Decided On July 02, 1964
ATHAYEE Appellant
V/S
STATE Respondents

JUDGEMENT

(1.) THESE related appeals are by five accused, who were tried before the learned Sessions Judge, Salem, with regard to the alleged murder of a certain man named Oorkaran alias Subbu Goundan. Accused 1, who is a woman was convicted of this murder, and sentenced to imprisonment for life. The other accused were not charged with complicity in the murder itself. But all the five accused, including accused 1, were separately convicted ot causing the disappearance ot the evidence of murder, in order to screen the offender from legal punishment, in furtherance of a common intention shared by all, under Section 201 read with Section 34 I. P. C. On this conviction, each of the accused was sentenced to undergo rigorous imprisonment for two years.

(2.) AT the outset itself, we may observe that the joint trial of these persons does appear to have worked a certain hardship, as stressed by the learned Counsel for the accused, Sri V. T, Rangaswami Aiyangar. The hardship is not a legal infirmity, since it could be urged, with some plausibility, that the joint trial was not vitiated by any error of law; the charge under Section 201 read with Section 34, I. P, C. applies to all the accused, including accused 1. But, in fact, it has occasioned a real disadvantage or injustice, As we shall show a little later, the convictions rest, substantially, upon the evidence of the approver, P. W. 1, which is sought to be corroborated by a judicial confession of accused 2 (Ex, P. 18 ). and by discoveries made in consequence of information given by accused 2, proved under Section 27 of the Indian Evidence Act. But the point which the learned Sessions Judge seems to have missed is that this corroboration applies to accused 2 and that, with regard to the other accused, it is corroboration of the weakest kind, since it is really the statement of a co-accused, admissible under Section 30 of the Indian Evidence Act. Further, the learned Sessions Judge has also overlooked the vital circumstance that the evidence ot the approver consists of two parts, or almost independent incidents of a narrative. The first part is the murder itself, concerning which the approver, P, W. 1, does not speak; he did not witness it, and he merely speaks to an extra-judicial confession made in his presence by accused 1. That is not corroborated as far as we are able to see, by any other piece of evidence. For instance, it is equally conceivable that accused 2, or even accused 3, or accused 4 or accused 5, might have committed the murder instead. The other part consists of the narrative about the disposal of the body, and it is this alone which may derive some corroboration from the evidence and that too only with reference to accused 2, The failure to distinguish the necessity for independent corroboration in material particulars, as far as the actual murder is concerned, apart from the need for corroboration of the other part of the narrative about the disposal of the body, has, in actuality, led the learned Sessions Judge to a very imperfect appreciation of the true issues presented by this case, That, in its turn, has arisen largely from the joint trial of these accused.

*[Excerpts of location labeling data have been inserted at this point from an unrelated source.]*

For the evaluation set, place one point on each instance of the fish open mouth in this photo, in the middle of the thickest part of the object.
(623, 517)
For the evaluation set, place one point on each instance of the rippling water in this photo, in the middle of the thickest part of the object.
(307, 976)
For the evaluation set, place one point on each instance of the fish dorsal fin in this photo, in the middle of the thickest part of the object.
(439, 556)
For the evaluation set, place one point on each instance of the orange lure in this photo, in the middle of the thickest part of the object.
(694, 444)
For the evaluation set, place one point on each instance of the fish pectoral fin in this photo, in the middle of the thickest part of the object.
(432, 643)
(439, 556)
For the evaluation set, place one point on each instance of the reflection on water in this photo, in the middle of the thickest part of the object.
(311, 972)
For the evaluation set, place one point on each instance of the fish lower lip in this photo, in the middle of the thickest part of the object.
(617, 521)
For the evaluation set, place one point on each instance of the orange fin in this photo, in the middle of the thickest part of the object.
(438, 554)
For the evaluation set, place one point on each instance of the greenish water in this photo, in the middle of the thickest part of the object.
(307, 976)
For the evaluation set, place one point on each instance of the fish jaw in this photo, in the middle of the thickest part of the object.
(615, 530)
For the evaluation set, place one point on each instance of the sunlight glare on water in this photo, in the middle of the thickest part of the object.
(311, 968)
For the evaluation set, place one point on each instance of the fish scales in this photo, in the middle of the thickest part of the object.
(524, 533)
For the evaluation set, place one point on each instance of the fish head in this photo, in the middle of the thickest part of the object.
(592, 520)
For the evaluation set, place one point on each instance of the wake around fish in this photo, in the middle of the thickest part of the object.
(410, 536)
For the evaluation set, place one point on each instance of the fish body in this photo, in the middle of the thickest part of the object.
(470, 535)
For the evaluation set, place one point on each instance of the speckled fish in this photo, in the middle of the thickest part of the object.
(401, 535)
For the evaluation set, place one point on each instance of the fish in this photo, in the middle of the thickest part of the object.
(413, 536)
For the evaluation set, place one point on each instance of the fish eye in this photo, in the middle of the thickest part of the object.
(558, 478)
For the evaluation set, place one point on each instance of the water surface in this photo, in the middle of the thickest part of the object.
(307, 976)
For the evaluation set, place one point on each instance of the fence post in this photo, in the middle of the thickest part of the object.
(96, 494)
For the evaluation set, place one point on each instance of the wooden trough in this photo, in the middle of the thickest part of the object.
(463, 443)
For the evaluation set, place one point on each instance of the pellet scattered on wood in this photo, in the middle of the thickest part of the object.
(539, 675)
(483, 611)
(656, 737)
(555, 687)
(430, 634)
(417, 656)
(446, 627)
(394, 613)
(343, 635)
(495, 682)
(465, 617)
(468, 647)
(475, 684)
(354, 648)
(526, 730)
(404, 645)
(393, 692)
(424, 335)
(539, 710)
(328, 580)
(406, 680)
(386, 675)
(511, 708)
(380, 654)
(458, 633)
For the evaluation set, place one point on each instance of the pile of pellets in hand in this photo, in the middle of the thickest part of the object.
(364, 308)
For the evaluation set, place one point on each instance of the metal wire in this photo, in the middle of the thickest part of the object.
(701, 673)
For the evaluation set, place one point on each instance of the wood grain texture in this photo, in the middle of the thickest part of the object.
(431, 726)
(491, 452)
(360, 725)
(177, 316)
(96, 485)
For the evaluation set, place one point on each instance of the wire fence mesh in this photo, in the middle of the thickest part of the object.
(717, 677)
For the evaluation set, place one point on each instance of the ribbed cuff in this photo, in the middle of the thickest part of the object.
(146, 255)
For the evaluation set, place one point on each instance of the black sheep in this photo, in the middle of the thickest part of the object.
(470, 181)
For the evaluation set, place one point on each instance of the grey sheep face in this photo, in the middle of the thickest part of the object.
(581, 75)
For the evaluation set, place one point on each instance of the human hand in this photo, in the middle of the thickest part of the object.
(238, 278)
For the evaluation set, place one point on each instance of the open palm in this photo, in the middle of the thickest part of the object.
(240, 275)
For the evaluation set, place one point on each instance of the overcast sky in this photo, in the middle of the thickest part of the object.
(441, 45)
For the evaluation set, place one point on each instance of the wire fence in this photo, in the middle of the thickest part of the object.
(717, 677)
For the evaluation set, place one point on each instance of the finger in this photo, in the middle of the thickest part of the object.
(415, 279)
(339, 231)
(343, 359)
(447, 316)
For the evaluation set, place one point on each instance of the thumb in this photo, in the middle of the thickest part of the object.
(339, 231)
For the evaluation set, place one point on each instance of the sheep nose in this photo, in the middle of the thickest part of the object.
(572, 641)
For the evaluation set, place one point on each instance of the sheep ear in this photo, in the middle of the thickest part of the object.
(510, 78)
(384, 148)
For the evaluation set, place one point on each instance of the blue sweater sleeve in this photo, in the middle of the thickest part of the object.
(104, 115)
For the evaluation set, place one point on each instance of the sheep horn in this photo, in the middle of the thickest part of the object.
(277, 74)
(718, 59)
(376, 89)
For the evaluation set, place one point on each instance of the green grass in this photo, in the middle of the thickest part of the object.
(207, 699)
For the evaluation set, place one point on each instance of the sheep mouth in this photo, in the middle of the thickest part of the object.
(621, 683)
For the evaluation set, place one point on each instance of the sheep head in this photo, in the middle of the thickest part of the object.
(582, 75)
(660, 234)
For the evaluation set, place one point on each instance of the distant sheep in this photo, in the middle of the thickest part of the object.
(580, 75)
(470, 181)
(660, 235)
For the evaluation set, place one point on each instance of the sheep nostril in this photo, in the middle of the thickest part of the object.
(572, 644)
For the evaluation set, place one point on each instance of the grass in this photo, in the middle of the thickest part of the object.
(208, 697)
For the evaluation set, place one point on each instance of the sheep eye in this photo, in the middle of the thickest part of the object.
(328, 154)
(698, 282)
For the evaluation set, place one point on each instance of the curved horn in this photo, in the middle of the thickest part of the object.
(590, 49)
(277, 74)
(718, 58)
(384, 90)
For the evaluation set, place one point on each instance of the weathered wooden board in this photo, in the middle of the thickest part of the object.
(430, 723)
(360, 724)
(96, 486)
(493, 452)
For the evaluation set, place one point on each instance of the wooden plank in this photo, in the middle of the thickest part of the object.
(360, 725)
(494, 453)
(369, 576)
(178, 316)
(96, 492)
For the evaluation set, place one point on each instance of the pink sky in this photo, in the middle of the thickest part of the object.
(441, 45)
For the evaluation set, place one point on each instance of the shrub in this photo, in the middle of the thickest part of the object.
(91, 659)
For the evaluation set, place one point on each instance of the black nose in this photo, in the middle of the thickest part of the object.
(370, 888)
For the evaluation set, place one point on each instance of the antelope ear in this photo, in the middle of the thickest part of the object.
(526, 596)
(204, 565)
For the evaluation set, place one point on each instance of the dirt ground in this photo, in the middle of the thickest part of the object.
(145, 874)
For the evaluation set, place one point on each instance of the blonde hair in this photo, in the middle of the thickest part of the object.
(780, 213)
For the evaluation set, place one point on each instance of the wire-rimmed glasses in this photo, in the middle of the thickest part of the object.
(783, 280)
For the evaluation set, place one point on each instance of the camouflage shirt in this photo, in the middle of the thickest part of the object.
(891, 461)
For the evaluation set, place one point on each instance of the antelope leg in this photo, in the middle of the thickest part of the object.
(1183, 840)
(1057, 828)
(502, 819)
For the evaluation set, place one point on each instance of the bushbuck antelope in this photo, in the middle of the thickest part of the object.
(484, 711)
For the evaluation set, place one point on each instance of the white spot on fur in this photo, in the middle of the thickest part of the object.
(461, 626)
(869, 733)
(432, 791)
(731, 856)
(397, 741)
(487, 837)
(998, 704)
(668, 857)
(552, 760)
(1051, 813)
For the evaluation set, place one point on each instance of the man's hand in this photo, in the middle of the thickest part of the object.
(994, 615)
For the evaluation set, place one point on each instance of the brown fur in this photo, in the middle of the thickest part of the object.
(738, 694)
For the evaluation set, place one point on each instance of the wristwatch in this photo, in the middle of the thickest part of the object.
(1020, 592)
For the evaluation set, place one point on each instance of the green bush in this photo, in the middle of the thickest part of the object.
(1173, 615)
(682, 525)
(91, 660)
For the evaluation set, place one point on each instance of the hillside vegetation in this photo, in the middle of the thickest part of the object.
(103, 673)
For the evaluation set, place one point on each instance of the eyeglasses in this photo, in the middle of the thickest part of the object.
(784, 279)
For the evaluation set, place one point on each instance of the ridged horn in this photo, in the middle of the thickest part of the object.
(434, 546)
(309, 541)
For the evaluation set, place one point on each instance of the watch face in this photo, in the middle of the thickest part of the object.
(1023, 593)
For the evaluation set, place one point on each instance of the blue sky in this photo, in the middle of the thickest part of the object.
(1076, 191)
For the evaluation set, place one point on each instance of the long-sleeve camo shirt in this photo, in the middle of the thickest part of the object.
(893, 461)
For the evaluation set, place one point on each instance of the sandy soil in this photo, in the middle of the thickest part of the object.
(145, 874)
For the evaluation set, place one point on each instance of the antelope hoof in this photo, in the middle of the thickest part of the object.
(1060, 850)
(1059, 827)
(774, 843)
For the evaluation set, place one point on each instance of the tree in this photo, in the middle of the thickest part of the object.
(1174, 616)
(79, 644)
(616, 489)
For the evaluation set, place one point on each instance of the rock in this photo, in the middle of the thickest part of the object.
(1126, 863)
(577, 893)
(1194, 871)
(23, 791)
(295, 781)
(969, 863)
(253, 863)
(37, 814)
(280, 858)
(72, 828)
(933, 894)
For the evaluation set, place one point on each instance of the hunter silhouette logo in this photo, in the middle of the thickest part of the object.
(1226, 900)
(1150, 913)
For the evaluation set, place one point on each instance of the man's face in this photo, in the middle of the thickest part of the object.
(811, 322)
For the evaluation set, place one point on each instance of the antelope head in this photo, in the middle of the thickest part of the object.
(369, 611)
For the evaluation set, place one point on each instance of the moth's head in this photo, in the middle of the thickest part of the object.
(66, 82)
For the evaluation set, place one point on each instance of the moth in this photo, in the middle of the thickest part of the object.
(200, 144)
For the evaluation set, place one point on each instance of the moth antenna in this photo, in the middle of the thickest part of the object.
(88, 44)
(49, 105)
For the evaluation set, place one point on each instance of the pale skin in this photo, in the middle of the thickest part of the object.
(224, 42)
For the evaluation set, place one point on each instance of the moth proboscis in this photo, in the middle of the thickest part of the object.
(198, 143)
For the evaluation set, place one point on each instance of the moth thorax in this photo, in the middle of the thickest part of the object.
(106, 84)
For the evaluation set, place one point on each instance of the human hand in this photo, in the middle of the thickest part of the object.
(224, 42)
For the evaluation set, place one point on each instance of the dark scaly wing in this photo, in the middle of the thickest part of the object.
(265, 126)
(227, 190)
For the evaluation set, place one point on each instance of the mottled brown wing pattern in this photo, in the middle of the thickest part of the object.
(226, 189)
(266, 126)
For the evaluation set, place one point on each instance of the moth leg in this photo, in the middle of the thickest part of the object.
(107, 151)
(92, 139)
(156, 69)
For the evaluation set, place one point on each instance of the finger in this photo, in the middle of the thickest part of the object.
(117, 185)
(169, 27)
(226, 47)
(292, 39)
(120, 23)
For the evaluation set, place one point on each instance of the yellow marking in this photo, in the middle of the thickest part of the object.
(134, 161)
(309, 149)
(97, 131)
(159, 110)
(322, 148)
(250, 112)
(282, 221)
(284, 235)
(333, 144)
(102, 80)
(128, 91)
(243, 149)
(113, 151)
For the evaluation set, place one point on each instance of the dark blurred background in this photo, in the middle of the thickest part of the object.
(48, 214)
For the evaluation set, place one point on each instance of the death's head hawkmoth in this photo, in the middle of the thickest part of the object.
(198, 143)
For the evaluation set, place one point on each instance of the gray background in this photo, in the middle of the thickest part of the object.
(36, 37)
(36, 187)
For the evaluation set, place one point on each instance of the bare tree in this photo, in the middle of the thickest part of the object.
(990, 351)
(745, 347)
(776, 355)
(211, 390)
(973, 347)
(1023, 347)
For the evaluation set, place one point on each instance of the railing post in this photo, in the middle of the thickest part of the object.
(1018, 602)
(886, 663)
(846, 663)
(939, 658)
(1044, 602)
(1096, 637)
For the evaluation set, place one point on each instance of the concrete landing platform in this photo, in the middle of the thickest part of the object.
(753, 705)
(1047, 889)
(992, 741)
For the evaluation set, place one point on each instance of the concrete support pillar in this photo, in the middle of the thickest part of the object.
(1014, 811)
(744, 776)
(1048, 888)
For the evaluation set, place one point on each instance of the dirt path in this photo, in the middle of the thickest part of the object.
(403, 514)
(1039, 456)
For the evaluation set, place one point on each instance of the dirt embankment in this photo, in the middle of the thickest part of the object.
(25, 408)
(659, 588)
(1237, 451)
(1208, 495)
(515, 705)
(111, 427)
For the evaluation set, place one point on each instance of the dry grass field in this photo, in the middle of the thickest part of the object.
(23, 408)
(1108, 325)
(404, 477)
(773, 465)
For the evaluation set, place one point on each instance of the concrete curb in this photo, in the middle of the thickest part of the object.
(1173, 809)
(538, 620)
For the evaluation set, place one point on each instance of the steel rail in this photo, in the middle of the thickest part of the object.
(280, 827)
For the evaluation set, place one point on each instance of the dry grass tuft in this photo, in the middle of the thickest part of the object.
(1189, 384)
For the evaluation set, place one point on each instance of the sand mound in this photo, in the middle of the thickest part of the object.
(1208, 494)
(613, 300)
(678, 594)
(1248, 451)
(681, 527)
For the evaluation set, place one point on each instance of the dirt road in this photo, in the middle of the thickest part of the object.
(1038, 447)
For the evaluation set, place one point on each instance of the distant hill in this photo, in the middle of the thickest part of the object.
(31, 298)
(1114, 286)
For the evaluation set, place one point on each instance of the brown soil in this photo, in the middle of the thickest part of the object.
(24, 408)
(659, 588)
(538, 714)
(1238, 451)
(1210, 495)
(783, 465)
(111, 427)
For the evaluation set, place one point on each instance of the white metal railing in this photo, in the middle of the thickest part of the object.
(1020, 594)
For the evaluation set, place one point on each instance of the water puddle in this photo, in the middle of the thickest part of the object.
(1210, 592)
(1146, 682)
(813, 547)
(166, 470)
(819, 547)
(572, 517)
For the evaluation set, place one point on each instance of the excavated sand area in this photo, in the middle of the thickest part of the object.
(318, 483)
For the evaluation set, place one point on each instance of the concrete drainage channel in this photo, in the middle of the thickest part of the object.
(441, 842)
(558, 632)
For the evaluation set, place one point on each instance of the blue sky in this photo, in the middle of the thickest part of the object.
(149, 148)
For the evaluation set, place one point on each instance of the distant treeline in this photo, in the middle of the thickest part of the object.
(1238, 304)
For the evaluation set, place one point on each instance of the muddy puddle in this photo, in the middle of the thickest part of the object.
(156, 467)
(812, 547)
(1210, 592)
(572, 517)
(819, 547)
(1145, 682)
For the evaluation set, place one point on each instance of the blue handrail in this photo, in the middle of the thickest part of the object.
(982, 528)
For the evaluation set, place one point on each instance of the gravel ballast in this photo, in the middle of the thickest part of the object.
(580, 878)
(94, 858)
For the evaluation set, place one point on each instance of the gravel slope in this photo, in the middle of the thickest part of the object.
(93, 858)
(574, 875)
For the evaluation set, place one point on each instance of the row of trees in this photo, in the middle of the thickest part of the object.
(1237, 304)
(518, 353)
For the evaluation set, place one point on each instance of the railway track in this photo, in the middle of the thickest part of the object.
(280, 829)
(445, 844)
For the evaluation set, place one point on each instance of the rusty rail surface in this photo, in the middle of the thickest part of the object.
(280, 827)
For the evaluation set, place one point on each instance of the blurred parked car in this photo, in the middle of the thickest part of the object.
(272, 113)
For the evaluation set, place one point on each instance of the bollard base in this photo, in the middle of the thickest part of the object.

(3.) THIS apart, the vital question for our consideration can be presented within a very brief compass. It must immediately be conceded that the deceased Oorkaran alias Subbu Goundan seems to have been a very unlovely character, to say the least. He was a drunkard and profligate, and many of the witnesses deposed that they went about it in mortal fear of this man. This man was not merely keeping accused 1, after the mental illness of his first wife, but was also attempting to tamper with the chastity of the newly married wife of accused 2, who is the son of accused 1 by her former husband. Concerning this, we have the very definite evidence of witnesses, like P. W. 7, and it is clear that the deceased was molesting accused 2's wife, and making life unpleasant for every one connected with him. Since the murder is supposed to have occurred at the field shed ' of accused 1, where the deceased was merely frequently visiting her, it cannot even be said that the circumstances relating to the murder of the deceased must necessarily have been known to accused 1, her son (accused 2) or to any of the other accused. The deceased was not a permanent resident of this shed along with accused 1 and 2, and, conceivably, he might have been murdered elsewhere. As far as motive is concerned, accused 2 has the strongest motive, and not accused 1 or the other accused. It is true that P. W. 1 deposes that, when he came to the field shed at 9 p. m. that day, he saw Subbu Goundan (deceased) lying dead on the cot M. O. 1, and that accused 1 then confessed that she had hit him with the piece of timber (M. O. 2) and caused his death. But there were no blood-stains on this weapon. This evidence of P. W. 1, concerning the confession of accused 1 to him, stands totally uncorroborated by any other testimony on the record.